Eighty-eight Years PDF Author: Patrick Rael
Publisher: University of Georgia Press
ISBN: 0820333956
Category : Föreneta staterna
Languages : en
Pages : 415

Book Description
Why did it take so long to end slavery in the United States, and what did it mean that the nation existed eighty-eight years as a “house divided against itself,” as Abraham Lincoln put it? The decline of slavery throughout the Atlantic world was a protracted affair, says Patrick Rael, but no other nation endured anything like the United States. Here the process took from 1777, when Vermont wrote slavery out of its state constitution, to 1865, when the Thirteenth Amendment abolished slavery nationwide. Rael immerses readers in the mix of social, geographic, economic, and political factors that shaped this unique American experience.

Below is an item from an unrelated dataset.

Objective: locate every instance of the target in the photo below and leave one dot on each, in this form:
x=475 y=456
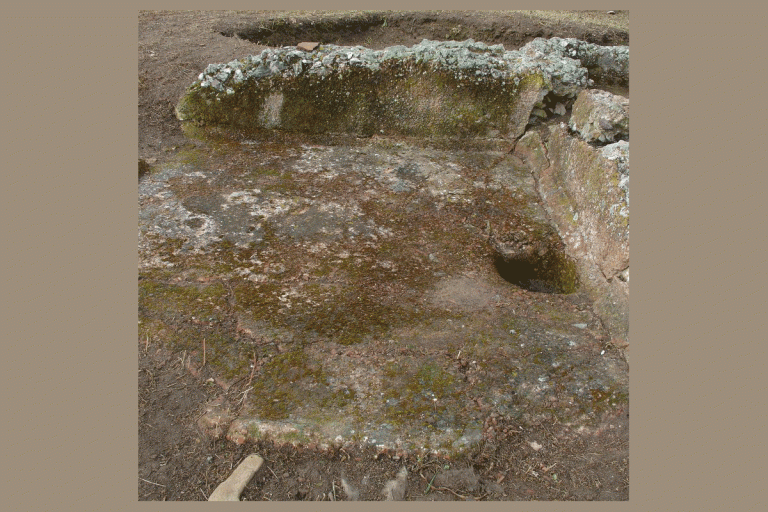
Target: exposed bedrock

He not only takes a far longer view of slavery's demise than do those who date it to the rise of abolitionism in 1831, he also places it in a broader Atlantic context. We see how slavery ended variously by consent or force across time and place and how views on slavery evolved differently between the centers of European power and their colonial peripheries—some of which would become power centers themselves. Rael shows how African Americans played the central role in ending slavery in the United States. Fueled by new Revolutionary ideals of self-rule and universal equality—and on their own or alongside abolitionists—both slaves and free blacks slowly turned American opinion against the slave interests in the South. Secession followed, and then began the national bloodbath that would demand slavery's complete destruction.